Keptn Metrics Operator

Basic understanding of Keptn’s Metrics Operator

The Keptn Metrics Operator collects, processes, and analyzes metrics data from a variety of sources. Once collected, this data, can be used to generate a variety of reports and dashboards that provide insights into the health and performance of the application and infrastructure.

While Kubernetes does have two metrics servers, they have limitations. The custom and external APIs only allow you to use a single observability platform. The Keptn Metrics Operator solves this problem by providing a single entry point for all your metrics data, regardless of its source. Furthermore, due to the integration with the Kubernetes custom metrics API, these metrics are also compatible with the Kubernetes HorizontalPodAutoscaler (HPA) which enables the horizontal scaling of workloads based on metrics collected from multiple observability platforms such as Prometheus, Dynatrace or Datadog.
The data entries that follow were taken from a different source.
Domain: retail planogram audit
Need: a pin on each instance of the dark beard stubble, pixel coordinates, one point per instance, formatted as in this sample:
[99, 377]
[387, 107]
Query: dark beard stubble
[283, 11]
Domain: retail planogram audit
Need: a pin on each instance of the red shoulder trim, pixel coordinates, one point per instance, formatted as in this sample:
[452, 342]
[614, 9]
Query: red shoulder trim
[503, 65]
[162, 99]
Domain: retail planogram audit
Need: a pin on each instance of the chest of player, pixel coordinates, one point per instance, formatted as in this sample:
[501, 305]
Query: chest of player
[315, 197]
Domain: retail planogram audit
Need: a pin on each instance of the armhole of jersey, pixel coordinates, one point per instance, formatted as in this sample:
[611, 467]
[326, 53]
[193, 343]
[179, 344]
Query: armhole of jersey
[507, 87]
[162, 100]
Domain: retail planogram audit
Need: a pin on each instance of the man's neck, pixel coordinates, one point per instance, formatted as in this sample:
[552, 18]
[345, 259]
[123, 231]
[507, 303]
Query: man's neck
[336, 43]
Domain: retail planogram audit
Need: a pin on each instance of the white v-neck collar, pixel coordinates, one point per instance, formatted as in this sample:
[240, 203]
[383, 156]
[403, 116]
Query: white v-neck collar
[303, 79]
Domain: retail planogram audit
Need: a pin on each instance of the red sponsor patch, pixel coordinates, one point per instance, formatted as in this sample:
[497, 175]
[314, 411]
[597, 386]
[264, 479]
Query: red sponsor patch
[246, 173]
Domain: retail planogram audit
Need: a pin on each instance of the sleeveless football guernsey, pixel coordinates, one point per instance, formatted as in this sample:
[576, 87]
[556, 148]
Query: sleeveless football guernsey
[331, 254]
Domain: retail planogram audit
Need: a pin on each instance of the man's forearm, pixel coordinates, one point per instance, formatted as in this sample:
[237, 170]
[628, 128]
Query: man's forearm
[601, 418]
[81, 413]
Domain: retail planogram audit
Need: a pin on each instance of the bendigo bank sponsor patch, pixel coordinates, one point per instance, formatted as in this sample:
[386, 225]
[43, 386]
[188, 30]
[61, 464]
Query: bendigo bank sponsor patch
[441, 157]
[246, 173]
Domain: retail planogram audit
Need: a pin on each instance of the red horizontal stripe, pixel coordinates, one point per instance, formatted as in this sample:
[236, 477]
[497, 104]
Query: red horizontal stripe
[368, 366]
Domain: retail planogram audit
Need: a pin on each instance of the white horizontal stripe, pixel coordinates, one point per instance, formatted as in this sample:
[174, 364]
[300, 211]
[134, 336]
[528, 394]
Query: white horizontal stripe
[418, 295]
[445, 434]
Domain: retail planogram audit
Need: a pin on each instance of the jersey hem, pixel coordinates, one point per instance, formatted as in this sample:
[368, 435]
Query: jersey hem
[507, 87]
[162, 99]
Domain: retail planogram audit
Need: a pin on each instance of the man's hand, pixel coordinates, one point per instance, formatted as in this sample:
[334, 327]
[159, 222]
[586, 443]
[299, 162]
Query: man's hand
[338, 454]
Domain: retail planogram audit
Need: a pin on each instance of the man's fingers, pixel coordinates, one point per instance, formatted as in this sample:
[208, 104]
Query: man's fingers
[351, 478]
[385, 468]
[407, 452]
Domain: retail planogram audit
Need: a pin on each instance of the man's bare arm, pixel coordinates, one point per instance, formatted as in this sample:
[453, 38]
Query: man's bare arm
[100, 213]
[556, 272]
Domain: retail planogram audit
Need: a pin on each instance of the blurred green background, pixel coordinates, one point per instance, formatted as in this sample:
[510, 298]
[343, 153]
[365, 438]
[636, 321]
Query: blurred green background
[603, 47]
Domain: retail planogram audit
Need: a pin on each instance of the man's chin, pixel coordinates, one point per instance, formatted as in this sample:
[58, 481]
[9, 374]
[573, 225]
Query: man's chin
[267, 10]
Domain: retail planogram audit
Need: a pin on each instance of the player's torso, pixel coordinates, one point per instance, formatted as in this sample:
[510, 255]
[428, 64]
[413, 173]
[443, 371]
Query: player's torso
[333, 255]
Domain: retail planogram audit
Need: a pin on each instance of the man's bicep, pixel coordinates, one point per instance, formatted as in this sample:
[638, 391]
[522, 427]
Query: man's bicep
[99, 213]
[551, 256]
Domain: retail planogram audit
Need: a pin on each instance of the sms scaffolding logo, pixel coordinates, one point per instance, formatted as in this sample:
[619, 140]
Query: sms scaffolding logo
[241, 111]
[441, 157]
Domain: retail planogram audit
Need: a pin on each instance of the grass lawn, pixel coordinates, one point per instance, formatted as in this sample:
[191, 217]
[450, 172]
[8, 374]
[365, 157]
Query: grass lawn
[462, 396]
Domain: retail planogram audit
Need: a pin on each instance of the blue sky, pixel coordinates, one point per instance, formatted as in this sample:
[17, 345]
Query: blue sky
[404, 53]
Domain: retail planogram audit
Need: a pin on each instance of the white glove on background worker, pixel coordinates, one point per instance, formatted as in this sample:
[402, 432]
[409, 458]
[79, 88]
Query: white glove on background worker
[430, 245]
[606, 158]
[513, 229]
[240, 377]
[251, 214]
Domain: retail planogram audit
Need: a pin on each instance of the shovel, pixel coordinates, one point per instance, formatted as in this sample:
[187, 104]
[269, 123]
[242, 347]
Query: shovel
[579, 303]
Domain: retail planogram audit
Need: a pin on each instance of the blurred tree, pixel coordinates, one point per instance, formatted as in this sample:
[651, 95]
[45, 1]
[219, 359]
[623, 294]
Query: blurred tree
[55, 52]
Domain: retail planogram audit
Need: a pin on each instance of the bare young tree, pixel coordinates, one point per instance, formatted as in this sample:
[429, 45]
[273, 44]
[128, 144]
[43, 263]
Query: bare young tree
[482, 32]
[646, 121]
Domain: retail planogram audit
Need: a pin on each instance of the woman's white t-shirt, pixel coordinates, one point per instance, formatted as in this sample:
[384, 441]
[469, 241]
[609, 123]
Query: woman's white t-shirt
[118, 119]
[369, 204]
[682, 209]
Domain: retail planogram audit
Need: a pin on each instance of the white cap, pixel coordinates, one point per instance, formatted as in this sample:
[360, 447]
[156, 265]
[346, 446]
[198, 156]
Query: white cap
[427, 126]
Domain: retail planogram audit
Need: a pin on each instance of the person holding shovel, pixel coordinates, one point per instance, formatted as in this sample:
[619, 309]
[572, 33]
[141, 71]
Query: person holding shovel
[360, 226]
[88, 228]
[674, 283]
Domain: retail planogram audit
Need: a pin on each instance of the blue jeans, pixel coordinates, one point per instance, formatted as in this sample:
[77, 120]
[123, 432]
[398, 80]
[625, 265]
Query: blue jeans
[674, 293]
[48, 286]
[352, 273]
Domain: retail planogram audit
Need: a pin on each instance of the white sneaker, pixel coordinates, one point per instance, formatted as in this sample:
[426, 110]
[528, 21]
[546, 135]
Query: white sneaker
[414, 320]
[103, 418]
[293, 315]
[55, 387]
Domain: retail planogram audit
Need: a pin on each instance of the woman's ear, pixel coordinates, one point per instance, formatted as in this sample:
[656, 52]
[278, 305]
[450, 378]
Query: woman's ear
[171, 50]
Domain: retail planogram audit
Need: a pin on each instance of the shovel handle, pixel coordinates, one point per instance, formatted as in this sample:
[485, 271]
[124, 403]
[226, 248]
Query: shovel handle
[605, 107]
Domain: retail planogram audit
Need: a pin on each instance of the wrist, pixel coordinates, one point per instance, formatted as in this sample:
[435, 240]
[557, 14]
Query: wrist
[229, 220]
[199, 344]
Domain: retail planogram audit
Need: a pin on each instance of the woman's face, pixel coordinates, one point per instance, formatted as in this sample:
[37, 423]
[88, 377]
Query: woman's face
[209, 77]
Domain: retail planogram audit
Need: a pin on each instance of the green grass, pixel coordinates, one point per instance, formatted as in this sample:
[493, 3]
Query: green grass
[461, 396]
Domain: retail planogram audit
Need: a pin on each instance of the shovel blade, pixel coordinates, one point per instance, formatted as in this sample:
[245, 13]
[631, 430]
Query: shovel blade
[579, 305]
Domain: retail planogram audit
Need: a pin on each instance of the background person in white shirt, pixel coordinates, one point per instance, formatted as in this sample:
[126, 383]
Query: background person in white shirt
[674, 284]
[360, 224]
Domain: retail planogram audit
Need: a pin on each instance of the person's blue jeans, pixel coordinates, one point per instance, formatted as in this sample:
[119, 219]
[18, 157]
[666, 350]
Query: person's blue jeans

The Metrics Operator consists of the following components:

  • Metrics Controller
  • Metrics Adapter
graph TD; Metrics-Operator-->Metrics-Adapter; Metrics-Operator-->Metrics-Controller style Metrics-Operator fill:#006bb8,stroke:#fff,stroke-width:px,color:#fff style Metrics-Adapter fill:#d8e6f4,stroke:#fff,stroke-width:px,color:#006bb8 style Metrics-Controller fill:#d8e6f4,stroke:#fff,stroke-width:px,color:#006bb8

Metrics adapter is used to expose custom metrics from an application to external monitoring and alerting tools. The adapter exposes custom metrics on a specific endpoint where external monitoring and alerting tools can scrape them. It is an important component of the metrics operator as it allows for the collection and exposure of custom metrics, which can be used to gain insight into the behavior and performance of applications running on a Kubenetes cluster.

Metrics controller is used to fetch metrics from a SLI provider. The controller reconciles a KeptnMetric CR and updates its status with the metric value provided by the selected SLI provider. The steps in which the controller fetches metrics are given below:

  • It first fetches the KeptnMetric object to reconcile.
  • If the object is not found, it returns and lets Kubernetes handle deleting all associated resources.
  • If the object is found, the code checks that if the metric has been updated within the configured interval which is defined in the Spec.FetchIntervalSeconds. If not, then it skips reconciling and requeues the request for later.
  • If the metric should be reconciled, it fetches the provider defined in the Spec.Provider.Name field.
  • If the provider is not found, it returns and requeues the request for later.
  • If the provider is found, it loads the provider and evaluates the query defined in the Spec.Query field.
  • If the evaluation is succesful, it stores the fetched value in the status of the KeptnMetric object.